Scenario a) You discover that your colleague wanted to target the general population of Taiwanese users of the product. However, he only collected data from a pool of young consumers, and missed many older customers who you suspect might use the product much less every day.

i.This could introduce a systematic error in the hypothesis test. The sample that my colleague collected may not be representative of the entire population of Taiwanese users of the product, which could bias the results of the test.

ii.”older customers who may use the product much less every day”, this would primarily affect the sample size (n) and potentially the standard deviation (sd) of the sample.

iii.This would likely decrease the statistical power of the hypothesis test, making it more difficult to reject the null hypothesis

iv.A low statistical power indicates that there is a higher likelihood of committing a type II error, which occurs when the null hypothesis is not rejected even though it is false. This is because the sample size is too small and not representative of the entire population, which reduces the ability of the hypothesis test to detect a significant difference between the means of the two groups.

Scenario b)

i.This would likely create a systematic error in the study. Systematic errors are errors that are consistent and repeatable, meaning that they are introduced consistently across all parts of the study.

ii.Removing 20 respondents reporting data from the wrong wearable device would affect the sample size (n) of the study, potentially reducing statistical power. The difference we wish to test (diff), the standard deviation of our sample data (sd), and the significance level of our test (alpha) would not be affected assuming the remaining sample is representative of the population of interest.
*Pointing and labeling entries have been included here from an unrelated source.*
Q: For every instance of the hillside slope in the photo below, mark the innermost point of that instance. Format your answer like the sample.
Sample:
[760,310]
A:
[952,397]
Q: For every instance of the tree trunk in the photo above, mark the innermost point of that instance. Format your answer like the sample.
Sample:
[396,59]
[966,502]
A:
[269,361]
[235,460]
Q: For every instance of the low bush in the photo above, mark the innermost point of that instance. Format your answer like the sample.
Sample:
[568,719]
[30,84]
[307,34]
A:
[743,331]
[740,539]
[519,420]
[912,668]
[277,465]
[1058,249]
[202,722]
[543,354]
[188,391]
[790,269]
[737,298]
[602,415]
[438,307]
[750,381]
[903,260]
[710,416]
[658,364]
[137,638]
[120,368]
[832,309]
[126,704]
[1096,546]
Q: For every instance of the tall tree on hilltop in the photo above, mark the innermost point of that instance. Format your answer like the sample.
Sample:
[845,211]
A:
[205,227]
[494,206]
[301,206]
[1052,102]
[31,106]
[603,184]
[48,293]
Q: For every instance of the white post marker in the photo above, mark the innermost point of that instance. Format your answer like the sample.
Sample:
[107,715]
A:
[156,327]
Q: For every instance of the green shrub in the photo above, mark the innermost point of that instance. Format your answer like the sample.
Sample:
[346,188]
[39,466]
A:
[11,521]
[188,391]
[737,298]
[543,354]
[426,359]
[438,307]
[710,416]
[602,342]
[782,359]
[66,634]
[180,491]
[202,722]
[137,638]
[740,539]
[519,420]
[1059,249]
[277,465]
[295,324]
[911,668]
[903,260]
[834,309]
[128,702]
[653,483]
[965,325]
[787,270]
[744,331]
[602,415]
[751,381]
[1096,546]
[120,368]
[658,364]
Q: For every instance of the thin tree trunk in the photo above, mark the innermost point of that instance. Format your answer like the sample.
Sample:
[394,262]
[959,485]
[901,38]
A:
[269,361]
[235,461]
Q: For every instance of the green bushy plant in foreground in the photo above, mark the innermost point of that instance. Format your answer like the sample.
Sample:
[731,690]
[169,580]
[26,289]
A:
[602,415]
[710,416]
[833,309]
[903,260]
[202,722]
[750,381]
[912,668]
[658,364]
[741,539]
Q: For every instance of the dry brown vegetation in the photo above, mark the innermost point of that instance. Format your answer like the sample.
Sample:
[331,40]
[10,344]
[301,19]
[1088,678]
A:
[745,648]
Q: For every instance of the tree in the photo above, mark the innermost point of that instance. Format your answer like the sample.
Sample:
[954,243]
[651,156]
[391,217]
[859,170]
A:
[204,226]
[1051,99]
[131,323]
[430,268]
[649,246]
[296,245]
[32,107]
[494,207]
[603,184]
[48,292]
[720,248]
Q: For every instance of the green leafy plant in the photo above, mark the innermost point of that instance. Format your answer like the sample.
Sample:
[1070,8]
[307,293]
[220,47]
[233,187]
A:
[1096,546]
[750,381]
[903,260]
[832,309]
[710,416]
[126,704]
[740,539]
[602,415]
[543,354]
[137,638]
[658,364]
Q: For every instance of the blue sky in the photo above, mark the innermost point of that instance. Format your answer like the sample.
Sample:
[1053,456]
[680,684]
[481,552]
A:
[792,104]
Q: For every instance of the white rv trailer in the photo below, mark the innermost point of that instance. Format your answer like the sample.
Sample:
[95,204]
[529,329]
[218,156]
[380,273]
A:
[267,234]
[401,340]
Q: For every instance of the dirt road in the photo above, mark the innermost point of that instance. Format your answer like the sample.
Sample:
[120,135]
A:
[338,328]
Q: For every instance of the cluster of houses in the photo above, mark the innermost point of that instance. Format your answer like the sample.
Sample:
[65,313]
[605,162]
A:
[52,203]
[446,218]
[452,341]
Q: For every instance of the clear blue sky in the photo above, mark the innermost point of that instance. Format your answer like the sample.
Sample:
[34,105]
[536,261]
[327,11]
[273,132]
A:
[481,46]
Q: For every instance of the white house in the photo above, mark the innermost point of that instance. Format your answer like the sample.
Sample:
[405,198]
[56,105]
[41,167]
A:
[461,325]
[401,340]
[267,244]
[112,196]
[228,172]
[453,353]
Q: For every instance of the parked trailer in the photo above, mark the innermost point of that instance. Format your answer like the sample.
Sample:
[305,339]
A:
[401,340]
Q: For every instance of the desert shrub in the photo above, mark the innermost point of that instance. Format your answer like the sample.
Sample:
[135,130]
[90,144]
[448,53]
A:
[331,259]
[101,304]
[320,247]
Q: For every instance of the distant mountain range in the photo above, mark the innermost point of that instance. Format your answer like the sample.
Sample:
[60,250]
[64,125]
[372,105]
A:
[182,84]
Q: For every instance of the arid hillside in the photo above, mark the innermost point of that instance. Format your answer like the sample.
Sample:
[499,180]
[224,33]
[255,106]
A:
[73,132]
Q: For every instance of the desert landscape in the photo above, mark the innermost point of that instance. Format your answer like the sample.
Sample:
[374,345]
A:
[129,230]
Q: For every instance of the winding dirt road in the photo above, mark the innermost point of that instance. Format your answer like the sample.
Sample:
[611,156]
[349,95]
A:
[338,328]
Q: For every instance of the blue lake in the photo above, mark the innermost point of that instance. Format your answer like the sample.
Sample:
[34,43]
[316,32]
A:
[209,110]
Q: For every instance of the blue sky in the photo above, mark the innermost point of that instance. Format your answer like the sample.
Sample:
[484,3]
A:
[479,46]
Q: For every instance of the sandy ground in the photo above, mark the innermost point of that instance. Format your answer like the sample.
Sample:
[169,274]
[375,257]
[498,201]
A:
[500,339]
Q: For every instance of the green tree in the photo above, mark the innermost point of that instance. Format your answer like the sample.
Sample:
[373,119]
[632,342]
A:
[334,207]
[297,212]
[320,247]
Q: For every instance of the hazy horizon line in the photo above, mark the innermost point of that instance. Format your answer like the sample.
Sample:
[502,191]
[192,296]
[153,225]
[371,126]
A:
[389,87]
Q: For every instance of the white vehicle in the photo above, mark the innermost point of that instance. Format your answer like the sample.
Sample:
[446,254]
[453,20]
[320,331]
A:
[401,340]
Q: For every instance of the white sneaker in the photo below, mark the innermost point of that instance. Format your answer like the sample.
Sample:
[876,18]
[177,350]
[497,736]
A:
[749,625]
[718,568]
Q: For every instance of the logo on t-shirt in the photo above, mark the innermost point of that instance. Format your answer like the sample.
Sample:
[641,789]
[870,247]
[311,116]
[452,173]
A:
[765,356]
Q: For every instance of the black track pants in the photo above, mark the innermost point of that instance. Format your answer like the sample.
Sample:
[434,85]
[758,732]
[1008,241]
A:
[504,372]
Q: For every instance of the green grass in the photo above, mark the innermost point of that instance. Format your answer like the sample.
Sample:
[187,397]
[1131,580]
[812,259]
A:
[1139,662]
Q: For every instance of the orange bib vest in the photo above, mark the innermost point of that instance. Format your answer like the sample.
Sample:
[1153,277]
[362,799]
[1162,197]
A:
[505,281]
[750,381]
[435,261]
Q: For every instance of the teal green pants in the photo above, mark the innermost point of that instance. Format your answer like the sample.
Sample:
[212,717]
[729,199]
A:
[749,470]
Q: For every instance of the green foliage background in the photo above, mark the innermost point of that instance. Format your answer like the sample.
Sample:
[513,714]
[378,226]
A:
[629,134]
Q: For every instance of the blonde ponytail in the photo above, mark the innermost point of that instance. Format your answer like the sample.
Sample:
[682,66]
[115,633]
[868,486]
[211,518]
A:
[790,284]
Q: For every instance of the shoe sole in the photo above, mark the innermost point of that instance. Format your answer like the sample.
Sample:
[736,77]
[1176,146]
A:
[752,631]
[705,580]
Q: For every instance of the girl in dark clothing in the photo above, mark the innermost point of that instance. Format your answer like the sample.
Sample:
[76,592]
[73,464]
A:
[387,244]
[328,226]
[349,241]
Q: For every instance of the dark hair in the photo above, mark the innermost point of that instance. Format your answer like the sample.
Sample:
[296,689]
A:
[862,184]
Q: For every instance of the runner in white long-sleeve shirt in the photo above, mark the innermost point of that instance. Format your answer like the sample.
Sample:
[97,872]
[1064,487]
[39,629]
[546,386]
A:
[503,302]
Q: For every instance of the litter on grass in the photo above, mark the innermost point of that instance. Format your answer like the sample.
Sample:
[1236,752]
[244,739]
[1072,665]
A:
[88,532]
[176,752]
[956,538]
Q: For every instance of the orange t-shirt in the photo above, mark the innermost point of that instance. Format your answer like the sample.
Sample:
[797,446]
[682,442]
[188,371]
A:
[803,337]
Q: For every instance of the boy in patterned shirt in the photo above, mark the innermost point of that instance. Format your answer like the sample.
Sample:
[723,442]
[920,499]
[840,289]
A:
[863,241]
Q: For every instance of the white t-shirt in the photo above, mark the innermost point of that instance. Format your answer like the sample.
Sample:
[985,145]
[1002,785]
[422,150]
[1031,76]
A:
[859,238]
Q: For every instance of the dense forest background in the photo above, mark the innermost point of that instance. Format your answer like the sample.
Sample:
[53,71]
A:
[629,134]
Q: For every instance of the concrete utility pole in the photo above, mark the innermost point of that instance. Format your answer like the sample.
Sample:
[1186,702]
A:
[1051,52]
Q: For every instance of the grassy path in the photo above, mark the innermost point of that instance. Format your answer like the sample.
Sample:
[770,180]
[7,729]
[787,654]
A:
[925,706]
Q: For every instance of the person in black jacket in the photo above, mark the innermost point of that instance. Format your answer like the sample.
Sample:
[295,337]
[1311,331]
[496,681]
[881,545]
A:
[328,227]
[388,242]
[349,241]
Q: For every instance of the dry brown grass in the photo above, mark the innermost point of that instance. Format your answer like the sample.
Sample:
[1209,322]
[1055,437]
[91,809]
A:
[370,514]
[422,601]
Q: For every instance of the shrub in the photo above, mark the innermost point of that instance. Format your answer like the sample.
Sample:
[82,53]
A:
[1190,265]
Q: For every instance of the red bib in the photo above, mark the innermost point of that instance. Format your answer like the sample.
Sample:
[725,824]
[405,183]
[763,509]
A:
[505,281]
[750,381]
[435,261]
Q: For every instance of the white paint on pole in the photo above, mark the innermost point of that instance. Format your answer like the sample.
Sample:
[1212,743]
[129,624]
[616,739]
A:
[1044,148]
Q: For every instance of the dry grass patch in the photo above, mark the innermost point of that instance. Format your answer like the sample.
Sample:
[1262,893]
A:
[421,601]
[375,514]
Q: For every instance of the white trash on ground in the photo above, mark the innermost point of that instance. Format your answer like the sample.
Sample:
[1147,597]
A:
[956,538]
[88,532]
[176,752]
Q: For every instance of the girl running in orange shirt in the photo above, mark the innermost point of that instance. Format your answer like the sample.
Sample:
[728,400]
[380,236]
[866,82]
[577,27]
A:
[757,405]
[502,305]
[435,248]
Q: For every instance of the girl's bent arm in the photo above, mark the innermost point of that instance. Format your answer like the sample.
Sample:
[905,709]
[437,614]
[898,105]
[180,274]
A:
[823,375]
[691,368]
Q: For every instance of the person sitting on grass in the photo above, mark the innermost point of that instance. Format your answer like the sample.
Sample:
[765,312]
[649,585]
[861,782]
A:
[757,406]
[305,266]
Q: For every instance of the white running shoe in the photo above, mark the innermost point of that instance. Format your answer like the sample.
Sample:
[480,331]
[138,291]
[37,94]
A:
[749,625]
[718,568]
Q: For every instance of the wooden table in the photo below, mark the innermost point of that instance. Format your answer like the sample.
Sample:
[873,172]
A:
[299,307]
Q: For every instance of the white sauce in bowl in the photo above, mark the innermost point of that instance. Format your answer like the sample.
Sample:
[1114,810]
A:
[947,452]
iii.This would typically reduce the statistical power of the hypothesis test. Therefore, in general, removing these individuals would likely decrease our power to reject the null hypothesis.

iv.Removing 20 respondents from the data would decrease the sample size (n), which would increase the risk of Type II errors. Type II errors occur when we fail to reject the null hypothesis even when it is false (i.e., we fail to detect a true effect).

Scenario c)

i.This scenario would not create any error. It is a decision made by the professor to change the confidence level from 95% to 90%. However, it is important to note that changing the confidence level affects the level of certainty in our decision-making

ii.The significance level (alpha) would be affected. Instead of using a significance level of 0.05 (95% confidence), we would use a significance level of 0.1 (90% confidence).

iii.It would increase our power to reject the null hypothesis. With a lower significance level, it is easier to reject the null hypothesis because we require less evidence to do so.

iv.With a lower significance level, Type II error becomes more likely. This is because we are less likely to reject the null hypothesis, even if it is false.

Scenario d)

i.This scenario would create a systematic error because the sampling procedure is biased towards weekdays, which underreports usage for younger people who are very active on weekends, and overreports usage of older users.

ii.The sample size (n) and the standard deviation (sd) would be affected because the sample is biased and may not accurately reflect the true population standard deviation and sample size.

iii.It depends on the direction of the bias. If the bias causes the sample mean to be higher than the true population mean, it would increase the power to reject the null hypothesis. If the bias causes the sample mean to be lower than the true population mean, it would decrease the power to reject the null hypothesis.

iv.This scenario could potentially increase the likelihood of Type II error because the biased sample may not be representative of the true population, leading to incorrect conclusions about the hypothesis test.